The one piece of advice she gives new writers? Never give up. She didn’t, she got published – and one day her phone rang and it was Oprah!
Fabulous DC Feature #2
TAMI LEWIS BROWN!
Now, if you don’t know Tami, you must be one of the few people in the US children’s writing community who doesn’t – because it always seems to me that Tami has more names in her Roledex than I’ve met in my entire life. Going to a conference? Tami will be an organizer. Need a ride to an event? Tami will turn up at the wheel. As well as being a genuine DC resident, Tami is also a Greenhouse author and this week I sold her first novel, ONE SHINY SILVER KEY, to editorial doyenne Melanie Kroupa of Farrar Straus. Huzzah!
I first met Tami some months ago in a roundabout kind of way, and we bonded even more at the Vermont alumni conference in July (Tami received her MFA in children’s writing there). Recently she interviewed me for the Through the Tollbooth blog that she runs with various other Vermont friends (check it out – it’s a great writers’ resource). So it’s been a great thrill to see ONE SHINY SILVER KEY finally come to fruition for Tami, after what I know has been an arduous creative journey – just as it is each time for Anita Shreve and for any writer who strives to produce work of originality and power.
You might say, reductively, that ONE SHINY SILVER KEY is about two girls (Margie and Peep), a car, and a whole lot of chickens.
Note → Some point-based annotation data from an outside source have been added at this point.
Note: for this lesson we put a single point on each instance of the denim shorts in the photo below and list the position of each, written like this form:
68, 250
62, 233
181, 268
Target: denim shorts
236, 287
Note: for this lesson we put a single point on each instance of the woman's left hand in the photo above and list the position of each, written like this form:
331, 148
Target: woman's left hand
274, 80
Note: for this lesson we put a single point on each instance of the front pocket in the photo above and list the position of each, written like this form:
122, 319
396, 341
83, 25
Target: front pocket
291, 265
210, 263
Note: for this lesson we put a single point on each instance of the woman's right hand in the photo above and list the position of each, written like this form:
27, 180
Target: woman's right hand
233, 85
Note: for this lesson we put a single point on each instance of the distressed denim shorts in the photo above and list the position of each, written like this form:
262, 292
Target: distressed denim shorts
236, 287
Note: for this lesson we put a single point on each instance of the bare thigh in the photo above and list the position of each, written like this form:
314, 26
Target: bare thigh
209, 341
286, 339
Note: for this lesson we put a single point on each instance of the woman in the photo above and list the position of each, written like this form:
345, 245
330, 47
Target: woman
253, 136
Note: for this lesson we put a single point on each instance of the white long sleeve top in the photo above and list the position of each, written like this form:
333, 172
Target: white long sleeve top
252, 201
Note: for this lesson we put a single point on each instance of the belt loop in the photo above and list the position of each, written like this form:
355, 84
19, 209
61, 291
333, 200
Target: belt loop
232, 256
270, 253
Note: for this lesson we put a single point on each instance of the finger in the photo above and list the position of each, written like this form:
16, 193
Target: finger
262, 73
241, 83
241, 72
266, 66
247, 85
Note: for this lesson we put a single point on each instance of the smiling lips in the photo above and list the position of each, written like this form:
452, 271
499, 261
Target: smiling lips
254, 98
You could also say that it’s a perceptive and moving novel about Margie’s quest to find not only her lost mother, but also her lost self. It embraces coming of age, a major rite of passage – and a particularly fine and hair-raising road trip.
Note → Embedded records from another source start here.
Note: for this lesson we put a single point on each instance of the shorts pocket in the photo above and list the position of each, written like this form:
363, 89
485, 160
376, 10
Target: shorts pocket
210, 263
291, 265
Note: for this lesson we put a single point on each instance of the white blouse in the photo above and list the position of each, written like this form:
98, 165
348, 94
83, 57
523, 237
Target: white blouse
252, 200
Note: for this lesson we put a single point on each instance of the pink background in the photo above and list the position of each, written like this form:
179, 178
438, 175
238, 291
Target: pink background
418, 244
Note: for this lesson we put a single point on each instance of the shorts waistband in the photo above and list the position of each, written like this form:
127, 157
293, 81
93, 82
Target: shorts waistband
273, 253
So well done, Tami – I’m delighted that your very first novel will now be joining your very first picturebook (SOAR ELINOR – publishing 2010) on the prestigious FSG list. Not many writers can claim THAT double first in the same year.
Washington DC – a great capital city. Iconic monuments, cherry blossom, The Smithsonian, Anita Shreve (temporarily) – and best of all, my clever, clever Greenhouse author, Tami Lewis Brown!